Never-before-seen footage of life aboard the Titanic’s sister ship the Olympic has been restored by historians in Sussex.
The rare film, described by experts as “unprecedented”, was found by builders in a box of film cans marked Cunard in the attic of a house in Ireland.
The reel displays day-to-day life aboard the vessel and gives a firsthand look at luxury cruise liners of the period.
In particular it shows the Olympic travelling from New York to Southampton, featuring unique clips such as the engine room in operation, dancers in the ballroom, people coming down the grand staircase, the cooks in the kitchen and passengers enjoying the liner’s gymnasium.
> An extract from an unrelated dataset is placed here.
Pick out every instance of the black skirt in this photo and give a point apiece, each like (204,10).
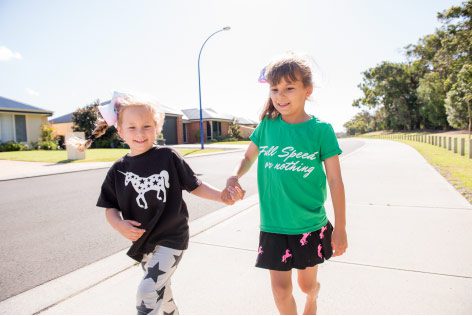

David Hutchings, historian and author of Haynes’ RMS Titanic Manual and The Titanic Story, described the find as significant. He said: “It’s certainly very rare for footage of this kind to be found, especially the kind that shows the kitchens and the engine rooms in full swing.
“I would say this is significant, it is some of the earliest onboard footage we have of this ship which mostly only exist in still photographs.
“We can date the footage to being made after the end of the First World War when the Olympic had been restored following her war service.”
The Olympic was launched by White Star Line in 1911 and saw service until 1934 – when it was retired and scrapped.
Des Cox, a former sailor turned documentary maker at Snowbow Productions, helped restore the film.
He said: “This is certainly one of the rarest maritime films ever discovered and restored. Just about everyone in the world knows of the Titanic, but this is the very first time you can see just what it was like to have sailed on her.
“The frightening thing is if we hadn’t found the film then I doubt it would have survived and then all these amazing scenes would have been lost forever.”
When it was first discovered back in 2006 it was warped, twisted and stretched. Mr Cox said: “I closed my eyes as the film went through the transfer equipment.
“It came out the other side in so many torn and shredded pieces but thankfully the equipment copied it, so now we have it for the rest of time.”